BACKGROUND: In normal left ventricles, clockwise basal rotation and counterclockwise apical rotation result in systolic torsion. Torsion is important for contractile efficiency and may be especially important in single-ventricle (SV) physiology. However, little is known about torsion in patients with SVs. The aim of this study was to measure torsion in SVs and to determine its relationship with other measures of ventricular function. The hypothesis was that torsion would be decreased in all SVs, most significantly in single right ventricles, and that it would correlate with other measures of ventricular function.
METHODS: A prospective cross-sectional study was performed in 61 patients with SVs undergoing pre- or post-Fontan cardiac catheterization and 30 matched control subjects. Echocardiography, catheterization, and cardiac magnetic resonance imaging were performed under the same anesthetic. Torsion and strain were measured using speckle-tracking echocardiography. Intracardiac pressures, pulmonary vascular resistance, and cardiac magnetic resonance imaging-derived ventricular volume and ejection fraction were measured.

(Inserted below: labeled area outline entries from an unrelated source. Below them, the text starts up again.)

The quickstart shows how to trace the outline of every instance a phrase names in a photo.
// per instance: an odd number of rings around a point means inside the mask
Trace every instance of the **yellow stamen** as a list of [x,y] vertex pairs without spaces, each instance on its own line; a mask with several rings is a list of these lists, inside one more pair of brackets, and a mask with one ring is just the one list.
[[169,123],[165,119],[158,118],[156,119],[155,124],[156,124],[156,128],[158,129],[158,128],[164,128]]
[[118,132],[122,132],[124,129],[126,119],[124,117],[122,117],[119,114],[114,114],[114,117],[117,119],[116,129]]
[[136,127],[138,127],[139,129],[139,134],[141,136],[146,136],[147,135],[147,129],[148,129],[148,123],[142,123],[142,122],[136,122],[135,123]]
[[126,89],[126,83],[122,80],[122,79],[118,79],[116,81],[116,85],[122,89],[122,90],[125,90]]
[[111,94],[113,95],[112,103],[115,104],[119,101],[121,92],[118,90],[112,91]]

RESULTS: Thirty-five patients were left ventricular dominant, 15 were right ventricular dominant, 10 were codominant, and one had indeterminate morphology. Thirty-seven patients were pre-Fontan and 24 were post-Fontan. Patients with SVs had similar overall torsion as control subjects (median, 1.7°/cm vs 1.65°/cm; P = NS); however, they had decreased or reversed basal rotation (-0.32°/cm vs -0.93°/cm, P < .0001) and increased apical rotation (1.45°/cm vs 1.06°/cm, P = .0065). There were no differences on the basis of ventricular dominance or palliative stage. Torsion did not significantly correlate with other echocardiographic, catheter-based, or cardiac magnetic resonance imaging measures of cardiac function.
CONCLUSIONS: Single left and right ventricles exhibit preserved torsion, mainly because of preserved or increased apical rotation. Possible mechanisms of torsion in single right ventricles include myofiber remodeling and altered ventricular-ventricular interactions. Understanding myocardial deformation in SVs will improve the ability to interpret ventricular function in this precarious population.